Chou En-Lai
Created | Updated Mar 7, 2004
"one of the two or three most impressive men I have ever met."
- Henry Kissinger
Chou En-Lai is often revered as a pearl among swine when debating the leadership of twentieth century Red China. So sacred was he to the Chinese people that his funeral in 1976 sparked nationwide demonstrations of grief. It was as though a part of them had died with Zhou. They believed so deeply in him, that he was saintly, that he loved them and that he fought for them. Whereas Mau was brutal, Chou was silken, tempering the hand of his master, never making a mistake. However, revisionist historians now suggest that Chou En-Lai, so long held high on a moral pedestal, may too have been flawed.

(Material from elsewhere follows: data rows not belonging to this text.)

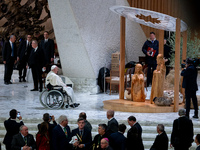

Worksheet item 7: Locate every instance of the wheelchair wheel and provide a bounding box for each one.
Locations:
[45,90,64,109]
[40,89,48,107]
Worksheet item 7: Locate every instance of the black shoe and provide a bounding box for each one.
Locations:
[192,115,199,119]
[69,104,76,108]
[4,82,9,85]
[31,89,38,91]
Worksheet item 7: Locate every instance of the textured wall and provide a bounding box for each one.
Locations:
[49,0,146,91]
[70,0,146,77]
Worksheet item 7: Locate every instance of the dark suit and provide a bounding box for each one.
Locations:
[127,123,144,150]
[11,133,36,150]
[109,132,126,150]
[171,116,194,150]
[28,47,44,90]
[17,40,32,80]
[181,65,198,117]
[38,121,57,149]
[92,134,108,150]
[40,39,55,72]
[106,118,118,136]
[2,41,17,82]
[150,131,169,150]
[142,39,159,86]
[52,125,72,150]
[72,128,92,150]
[3,119,24,150]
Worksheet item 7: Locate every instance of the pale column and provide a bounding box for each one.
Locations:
[159,30,164,55]
[119,16,126,99]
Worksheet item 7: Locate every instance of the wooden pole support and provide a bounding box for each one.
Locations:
[174,18,181,112]
[119,16,126,99]
[159,30,164,55]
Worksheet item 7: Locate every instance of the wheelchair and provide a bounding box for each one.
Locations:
[40,84,72,109]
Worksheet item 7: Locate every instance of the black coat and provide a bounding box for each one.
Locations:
[171,116,194,148]
[38,121,57,141]
[127,123,144,150]
[181,65,198,91]
[106,118,118,136]
[11,133,36,150]
[28,47,44,68]
[92,134,108,150]
[40,39,55,65]
[150,131,169,150]
[2,41,17,63]
[109,132,126,150]
[17,40,32,62]
[142,40,159,64]
[3,119,24,145]
[52,125,72,150]
[72,128,92,150]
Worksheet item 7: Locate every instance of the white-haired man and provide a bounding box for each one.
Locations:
[52,115,72,150]
[11,125,36,150]
[46,65,79,108]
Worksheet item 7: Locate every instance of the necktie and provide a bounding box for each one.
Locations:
[63,128,68,137]
[11,43,14,57]
[24,136,27,145]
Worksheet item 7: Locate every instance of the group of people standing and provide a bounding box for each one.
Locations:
[2,31,55,91]
[3,109,200,150]
[142,32,198,119]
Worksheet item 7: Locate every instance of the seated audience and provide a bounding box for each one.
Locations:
[171,109,194,150]
[79,112,92,131]
[72,118,92,150]
[101,138,113,150]
[38,113,57,145]
[11,125,36,150]
[109,124,126,150]
[92,124,107,150]
[106,110,118,136]
[195,134,200,150]
[36,122,50,150]
[127,116,144,150]
[150,124,169,150]
[52,115,71,150]
[3,109,24,150]
[46,65,79,108]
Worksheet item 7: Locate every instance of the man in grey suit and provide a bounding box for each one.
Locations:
[2,35,17,85]
[106,110,118,136]
[11,125,36,150]
[195,134,200,150]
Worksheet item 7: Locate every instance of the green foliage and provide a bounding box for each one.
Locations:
[168,30,200,67]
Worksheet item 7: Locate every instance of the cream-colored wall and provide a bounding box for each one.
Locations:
[49,0,145,78]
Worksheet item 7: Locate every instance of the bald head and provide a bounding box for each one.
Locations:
[107,110,115,119]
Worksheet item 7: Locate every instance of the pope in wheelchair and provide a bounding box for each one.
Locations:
[46,65,79,108]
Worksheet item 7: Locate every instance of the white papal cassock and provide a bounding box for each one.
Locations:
[46,71,76,105]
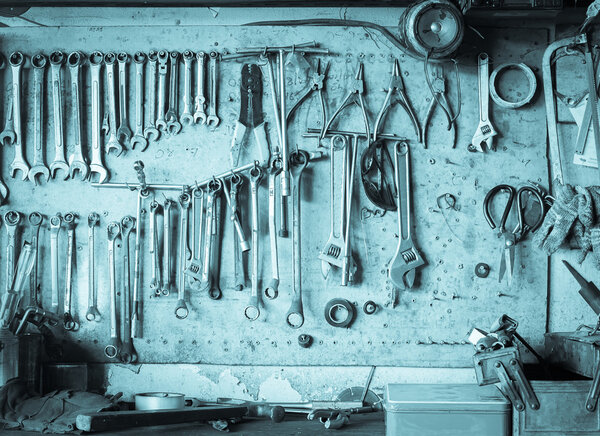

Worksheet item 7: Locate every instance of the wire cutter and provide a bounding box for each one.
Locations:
[423,64,456,148]
[373,59,421,142]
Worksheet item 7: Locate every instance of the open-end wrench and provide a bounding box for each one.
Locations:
[90,51,109,183]
[27,53,50,185]
[117,52,131,144]
[120,215,137,363]
[104,221,121,359]
[285,150,309,329]
[63,212,79,331]
[194,51,206,124]
[50,213,62,313]
[179,50,194,125]
[142,50,160,143]
[85,212,102,321]
[50,51,69,180]
[244,165,263,321]
[161,199,174,296]
[104,52,125,156]
[9,51,29,180]
[130,51,148,151]
[67,51,89,180]
[175,193,191,319]
[28,212,44,307]
[206,51,221,127]
[165,51,181,135]
[156,50,169,132]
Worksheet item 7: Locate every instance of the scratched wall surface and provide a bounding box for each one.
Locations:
[0,16,548,367]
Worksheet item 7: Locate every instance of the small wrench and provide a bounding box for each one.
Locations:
[27,53,50,185]
[130,51,148,151]
[194,51,206,124]
[50,51,69,180]
[90,51,109,183]
[85,212,101,321]
[65,51,89,181]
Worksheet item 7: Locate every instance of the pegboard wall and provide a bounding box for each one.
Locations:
[0,21,548,367]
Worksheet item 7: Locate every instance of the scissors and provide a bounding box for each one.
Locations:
[483,185,546,285]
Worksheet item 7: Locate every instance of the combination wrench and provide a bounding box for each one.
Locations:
[90,51,109,183]
[65,51,89,181]
[142,50,160,143]
[117,52,131,143]
[175,193,191,319]
[130,51,148,151]
[104,221,121,359]
[63,212,79,331]
[194,51,207,124]
[85,212,101,321]
[104,52,125,156]
[179,50,194,125]
[27,53,50,185]
[165,51,181,135]
[8,51,29,180]
[50,51,69,180]
[50,213,62,313]
[244,165,263,321]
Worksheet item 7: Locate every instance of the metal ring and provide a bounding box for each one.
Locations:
[490,62,537,109]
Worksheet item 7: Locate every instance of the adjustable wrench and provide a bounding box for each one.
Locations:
[65,51,89,181]
[90,51,108,183]
[27,53,50,185]
[117,52,131,143]
[9,51,29,180]
[130,51,148,151]
[50,51,69,180]
[165,51,181,135]
[104,52,125,156]
[142,50,160,142]
[175,193,191,319]
[194,51,206,124]
[156,50,169,132]
[28,212,44,307]
[469,53,497,152]
[85,212,101,321]
[179,50,194,125]
[63,212,79,331]
[50,213,62,313]
[244,165,263,321]
[120,215,137,363]
[206,51,221,127]
[104,221,121,359]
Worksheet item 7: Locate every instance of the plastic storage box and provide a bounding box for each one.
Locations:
[384,384,512,436]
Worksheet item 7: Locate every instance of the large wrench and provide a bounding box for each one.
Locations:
[194,51,206,124]
[50,213,62,313]
[85,212,101,321]
[165,51,181,135]
[9,51,29,180]
[285,150,309,329]
[142,50,160,143]
[67,51,89,180]
[469,53,497,152]
[121,216,137,363]
[117,52,131,142]
[90,51,108,183]
[104,221,121,359]
[104,52,125,156]
[244,166,263,321]
[50,51,69,180]
[27,53,50,185]
[179,50,194,125]
[175,193,191,319]
[130,51,148,151]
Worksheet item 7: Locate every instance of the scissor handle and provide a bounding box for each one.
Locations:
[483,185,521,232]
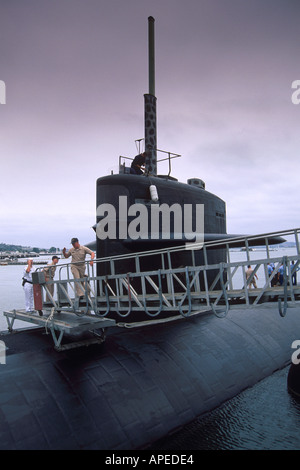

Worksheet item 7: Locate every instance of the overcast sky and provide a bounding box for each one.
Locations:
[0,0,300,248]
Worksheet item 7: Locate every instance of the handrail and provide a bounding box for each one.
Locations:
[38,228,300,324]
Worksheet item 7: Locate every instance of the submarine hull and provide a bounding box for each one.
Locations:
[0,307,300,450]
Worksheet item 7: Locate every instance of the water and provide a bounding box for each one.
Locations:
[0,248,300,451]
[153,367,300,451]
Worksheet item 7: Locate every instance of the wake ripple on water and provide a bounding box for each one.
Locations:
[152,368,300,450]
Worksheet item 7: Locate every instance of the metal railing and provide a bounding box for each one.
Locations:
[119,149,181,176]
[37,229,300,320]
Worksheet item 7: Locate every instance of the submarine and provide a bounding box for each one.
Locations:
[91,16,285,321]
[0,17,300,450]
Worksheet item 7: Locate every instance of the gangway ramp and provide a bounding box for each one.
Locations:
[4,229,300,349]
[3,310,115,351]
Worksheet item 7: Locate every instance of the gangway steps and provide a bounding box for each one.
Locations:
[3,309,115,351]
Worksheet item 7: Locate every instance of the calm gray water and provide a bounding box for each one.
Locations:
[0,249,300,450]
[153,367,300,450]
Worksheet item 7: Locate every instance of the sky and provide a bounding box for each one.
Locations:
[0,0,300,248]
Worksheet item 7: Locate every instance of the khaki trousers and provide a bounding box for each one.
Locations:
[71,265,89,297]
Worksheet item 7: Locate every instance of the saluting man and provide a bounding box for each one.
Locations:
[22,258,35,313]
[62,238,95,297]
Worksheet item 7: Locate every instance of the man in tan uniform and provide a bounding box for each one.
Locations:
[62,238,95,297]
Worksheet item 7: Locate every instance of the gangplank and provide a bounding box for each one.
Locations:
[4,229,300,350]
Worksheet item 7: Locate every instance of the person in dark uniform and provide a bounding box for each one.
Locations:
[130,152,146,175]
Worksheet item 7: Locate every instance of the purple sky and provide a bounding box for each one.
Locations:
[0,0,300,248]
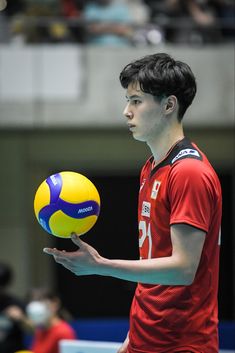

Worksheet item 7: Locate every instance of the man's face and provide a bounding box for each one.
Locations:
[123,82,165,143]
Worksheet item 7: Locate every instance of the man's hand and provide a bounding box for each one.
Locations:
[43,233,102,276]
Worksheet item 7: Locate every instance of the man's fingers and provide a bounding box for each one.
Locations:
[71,233,86,248]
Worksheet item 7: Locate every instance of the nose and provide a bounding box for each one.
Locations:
[123,104,133,119]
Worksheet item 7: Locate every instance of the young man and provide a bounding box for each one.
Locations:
[44,53,221,353]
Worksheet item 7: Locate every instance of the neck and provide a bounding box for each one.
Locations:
[147,124,184,163]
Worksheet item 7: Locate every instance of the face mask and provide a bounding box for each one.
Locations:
[26,301,50,326]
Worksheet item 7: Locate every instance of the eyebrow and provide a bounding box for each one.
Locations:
[126,94,142,99]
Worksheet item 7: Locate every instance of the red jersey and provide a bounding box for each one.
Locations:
[31,320,76,353]
[128,138,222,353]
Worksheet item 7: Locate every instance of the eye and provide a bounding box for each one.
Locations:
[133,99,141,105]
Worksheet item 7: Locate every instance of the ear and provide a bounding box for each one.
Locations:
[165,95,178,114]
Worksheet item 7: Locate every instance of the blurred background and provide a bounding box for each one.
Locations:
[0,0,235,346]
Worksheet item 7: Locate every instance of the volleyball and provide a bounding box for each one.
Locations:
[34,171,100,238]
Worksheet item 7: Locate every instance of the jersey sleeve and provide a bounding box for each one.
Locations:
[168,159,214,233]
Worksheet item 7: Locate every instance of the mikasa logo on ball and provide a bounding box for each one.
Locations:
[78,206,92,213]
[50,175,58,185]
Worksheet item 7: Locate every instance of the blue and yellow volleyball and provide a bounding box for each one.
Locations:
[34,171,100,238]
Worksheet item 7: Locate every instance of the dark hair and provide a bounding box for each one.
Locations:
[119,53,197,121]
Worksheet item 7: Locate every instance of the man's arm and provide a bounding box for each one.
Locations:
[44,224,205,285]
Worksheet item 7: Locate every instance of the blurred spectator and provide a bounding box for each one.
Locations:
[0,263,25,353]
[83,0,133,46]
[146,0,222,43]
[211,0,235,41]
[24,288,76,353]
[123,0,150,25]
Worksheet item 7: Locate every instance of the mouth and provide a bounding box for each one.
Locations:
[127,124,135,130]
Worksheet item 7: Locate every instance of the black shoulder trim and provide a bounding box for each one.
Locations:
[151,137,202,176]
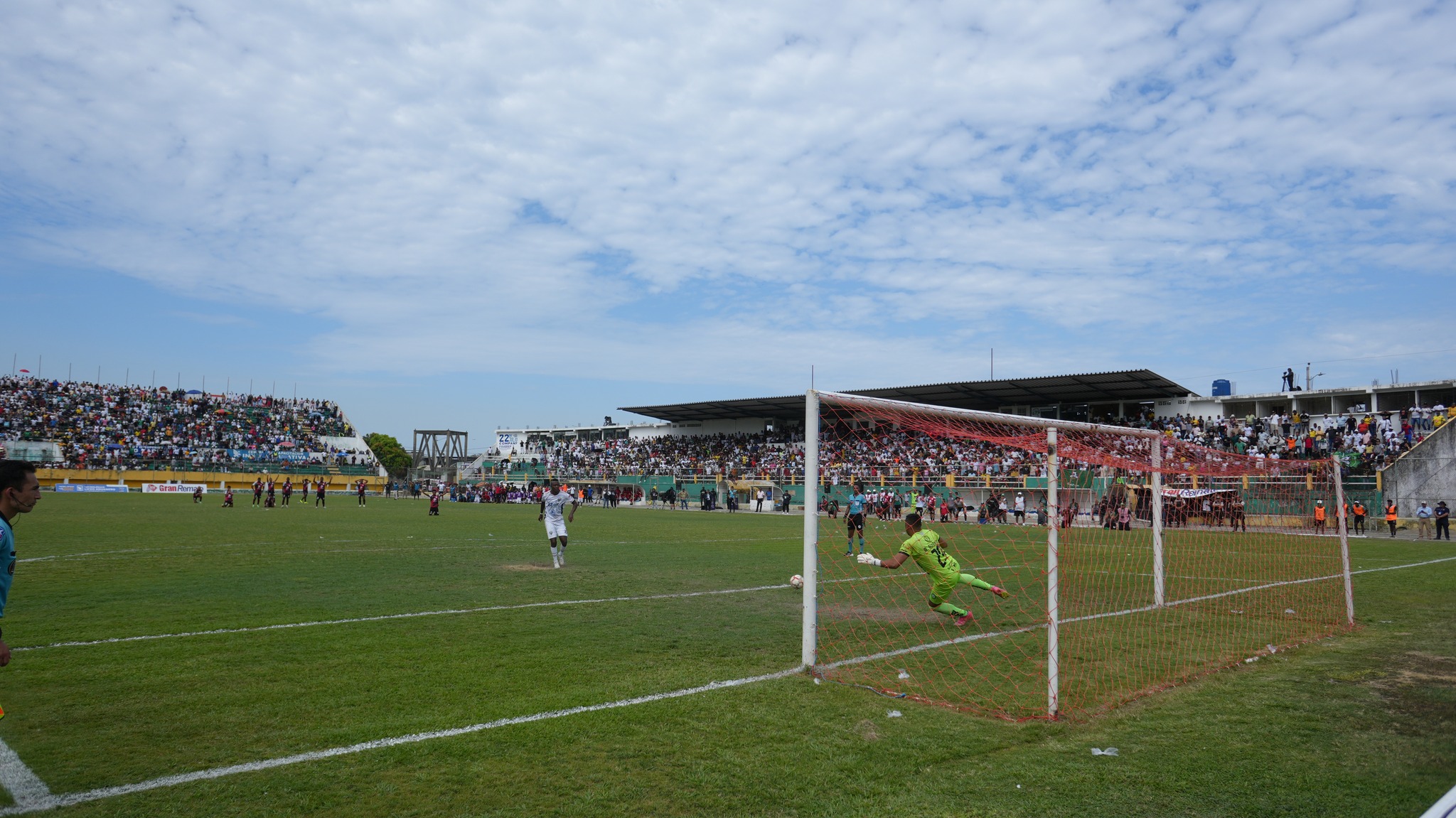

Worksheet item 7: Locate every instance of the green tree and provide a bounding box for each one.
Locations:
[364,432,414,478]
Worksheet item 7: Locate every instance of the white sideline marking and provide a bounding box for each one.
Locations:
[0,668,803,815]
[16,537,801,562]
[10,565,1017,652]
[1421,787,1456,818]
[0,741,55,812]
[10,583,789,652]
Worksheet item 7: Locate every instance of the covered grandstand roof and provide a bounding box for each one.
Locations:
[620,370,1191,424]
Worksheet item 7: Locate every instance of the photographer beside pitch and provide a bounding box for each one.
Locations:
[0,460,41,667]
[859,512,1010,628]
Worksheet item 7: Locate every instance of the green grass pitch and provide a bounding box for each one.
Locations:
[0,493,1456,818]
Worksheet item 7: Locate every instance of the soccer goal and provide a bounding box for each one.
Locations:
[802,390,1354,719]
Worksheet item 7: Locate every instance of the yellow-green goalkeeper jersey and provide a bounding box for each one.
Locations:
[900,532,961,579]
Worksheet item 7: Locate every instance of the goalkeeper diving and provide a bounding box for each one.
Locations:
[859,514,1010,628]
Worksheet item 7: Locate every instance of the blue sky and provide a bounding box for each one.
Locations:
[0,0,1456,441]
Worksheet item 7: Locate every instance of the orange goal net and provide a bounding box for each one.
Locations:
[803,392,1354,719]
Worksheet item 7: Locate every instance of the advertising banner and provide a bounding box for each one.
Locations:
[141,483,207,495]
[1163,489,1238,499]
[227,448,311,463]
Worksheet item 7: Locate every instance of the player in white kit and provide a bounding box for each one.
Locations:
[536,480,577,568]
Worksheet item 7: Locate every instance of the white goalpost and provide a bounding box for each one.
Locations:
[801,389,1353,719]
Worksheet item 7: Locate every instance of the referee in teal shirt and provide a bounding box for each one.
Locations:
[0,460,41,668]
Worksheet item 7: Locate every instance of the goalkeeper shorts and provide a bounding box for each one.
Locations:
[928,574,974,608]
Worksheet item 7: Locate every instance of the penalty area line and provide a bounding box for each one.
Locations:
[10,565,1015,652]
[0,668,803,815]
[0,741,55,812]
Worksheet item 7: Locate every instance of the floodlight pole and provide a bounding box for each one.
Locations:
[1329,456,1356,628]
[1047,426,1061,719]
[1149,435,1167,608]
[799,389,818,668]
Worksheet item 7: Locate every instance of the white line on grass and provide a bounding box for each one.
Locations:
[0,668,803,815]
[0,741,55,812]
[16,537,799,562]
[10,565,1017,650]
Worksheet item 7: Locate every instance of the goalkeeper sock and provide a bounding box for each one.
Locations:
[961,574,993,591]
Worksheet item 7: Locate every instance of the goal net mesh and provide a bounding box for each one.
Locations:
[815,393,1347,719]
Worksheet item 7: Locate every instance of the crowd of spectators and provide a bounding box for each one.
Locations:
[0,375,375,470]
[1128,404,1456,473]
[503,406,1456,485]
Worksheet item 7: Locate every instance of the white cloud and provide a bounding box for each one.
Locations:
[0,1,1456,386]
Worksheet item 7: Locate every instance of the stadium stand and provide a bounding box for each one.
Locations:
[503,407,1452,482]
[0,375,377,475]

Born into the gentry in 1898, Chou En-Lai first demonstrated his predilection for revolutionary politics when during the May Fourth movement of 1919 he led a raid on a local government office protesting the humiliating Versailles Treaty. Subsequently spending time mingling with radical Chinese students in France and then in Moscow, Chou was by 1924 a card-carrying Communist. It was during his participation in the Long March of 1934-35, when communists sought to escape from Chiang Kai-Shek's Kuomintang (nationalists), that he secured his position as Mau's number two. In 1937, Chou En-Lai the political tactician brokered an alliance between Mau's communists and Chiang Kai-Shek's nationalists in order to pose a united front against Japanese Imperialism; the truce lasted until after World War II, when the communists drove the Kuomintang out of mainland China.
After 1949, as China's Premier and (until 1958) Foreign Minister, Chou En-Lai proved himself to be a brilliant statesman and the architect of the People's Republic of China's foreign policy, winning great support for China in the developing world and significantly was the driving force behind China's break with Moscow and subsequent rapprochement with the United States. It was during the Cultural Revolution of the 1960s that Chou won a reputation for being the face of moderation, and most likable of China's leaders. However, it may be true that in fact Chou was merely playing monkey to Mau's organ-grinder, with evidence now coming to the fore that Chou En-Lai among other things signed arrest orders for his own brother and a goddaughter.